OK...so you guys ever had one of those weeks? You know the kind where NOTHING, and I mean nothing, seems to go well? I'm leaving for the beach Saturday for a week of rest and relaxation (yes...I'm taking a babysitter with me!!:whoo, but man...this week has been a nightmare! Work has been crazy...unrealistic expectations from incompetent people. I banged my car into a post leaving my daughter's kindergarten graduation yesterday. My mother-in-law is now coming on vacation with me :frusty:. I had a mammogram Tuesday. The adorable petflys carrier that I ordered for Cricket's car ride to the beach isn't coming in until 2 days AFTER I leave. And to top it all off...we are officially watching the first tropical system of the season which is forecast to become at least a tropical storm in the Carribbean, moving thru the Gulf of Mexico, into guess where? MY BEACH VACATION!! Good lord, I need a drink!

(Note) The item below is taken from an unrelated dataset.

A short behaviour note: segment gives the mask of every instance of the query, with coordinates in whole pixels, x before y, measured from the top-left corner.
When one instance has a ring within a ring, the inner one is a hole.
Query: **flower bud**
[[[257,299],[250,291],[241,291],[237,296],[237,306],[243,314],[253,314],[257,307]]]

Whew. Thanks for letting me vent.


----------



## Me&2Girls (May 11, 2007)

Kim, you do need a drink. A banged up car, a child off of school, a mother-in-law on vacation with you, a topical storm at your vacation spot. Good lord girl, you need more than a drink you need a whole bottle.

Have a great time!


----------



## Doggie Nut (Oct 20, 2006)

You probably aren't old enough to remember those old Calgon commercials...."Calgon....take me away".......believe me when you've had one of THOSE weeks it takes a whole lot more than calgon!! Hope things even out so you can enjoy your much deserved vacation!


----------



## Posh's Mom (Dec 20, 2007)

Oh I can't believe it's going to take so long to get your carrier. Have they sent it already? When do you leave? I would email them and let them know you are off on vacation and need it desperately! ****. The accident in the lot sounds like something I would totally do. Hope your weekend is going well.


----------



## marjrc (Jan 13, 2007)

Oh dear Kim! Poor you! What a week. I hope that storm bypasses your spot completely yet still leaves some clear skies for you to enjoy. As to the MIL, well...... bless your heart. :biggrin1:


----------